Nach den Bestimmungen des Versailler Friedensvertrages vom 28. Juni 1919 muss die preußische Provinz Schlesien Teile des Regierungsbezirks Breslau an Polen und das Hultschiner Ländchen als Teil des Regierungsbezirks Oppeln an die Tschechoslowakei abtreten. Von 1919 bis 1938 und von 1941 bis 1945 ist die Provinz Schlesien in die zwei Provinzen Oberschlesien und Niederschlesien geteilt. Nach Auflösung der preußischen Provinz Posen 1922 werden kleinere Gebietsteile der Kreise Krotoschin, Lissa und Rawitsch der Provinz Schlesien angegliedert.
Nach der Besetzung und Teilung Polens durch Deutschland und Russland 1939 bekommt Schlesien den neu gebildeten Regierungsbezirk Kattowitz zugeteilt. Durch Beschluss der alliierten Siegermächte auf der Konferenz von Potsdam 1945 wird Schlesien polnischer Verwaltung unterstellt. Eine Ausnahme bilden die westlich der Lausitzer Neiße gelegen Gebiete Hoyerswerda, Görlitz und Rothenburg, die in das Land Sachsen der Deutschen Demokratischen Republik eingegliedert werden.

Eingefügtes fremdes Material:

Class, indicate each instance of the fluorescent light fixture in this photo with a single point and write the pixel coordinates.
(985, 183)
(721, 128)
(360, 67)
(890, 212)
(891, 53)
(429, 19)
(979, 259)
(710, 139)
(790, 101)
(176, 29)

Der erste gesamtdeutsche Bundestag erkennt im Deutsch-Polnischen-Grenzvertrag vom 14. November 1990 endgültig die polnische Westgrenze an und gibt damit alle Ansprüche auf die ehemaligen Ostgebiete des Deutschen Reichs auf. Das 1999 eingerichtete Schlesische Museum zu Görlitz, widmet sich in enger Kooperation mit polnischen und tschechischen Institutionen der schlesischen Geschichte und Kultur. Im Mai 2006 kann die ständige Ausstellung zu 900 Jahren schlesischer Geschichte eröffnet werden. Die Universität Köln, die 1951 die Traditionspflege der Schlesischen Friedrich-Wilhelms-Universität in Breslau übernommen hatte, vereinbart 2003 eine enge Partnerschaft mit der Breslauer Universität. Der Muskauer Park (Park Muzakowski) bei Görlitz wird im Juli 2004 als gemeinsames polnisch-deutsches Kulturerbe in die Welterbeliste der UNESCO aufgenommen.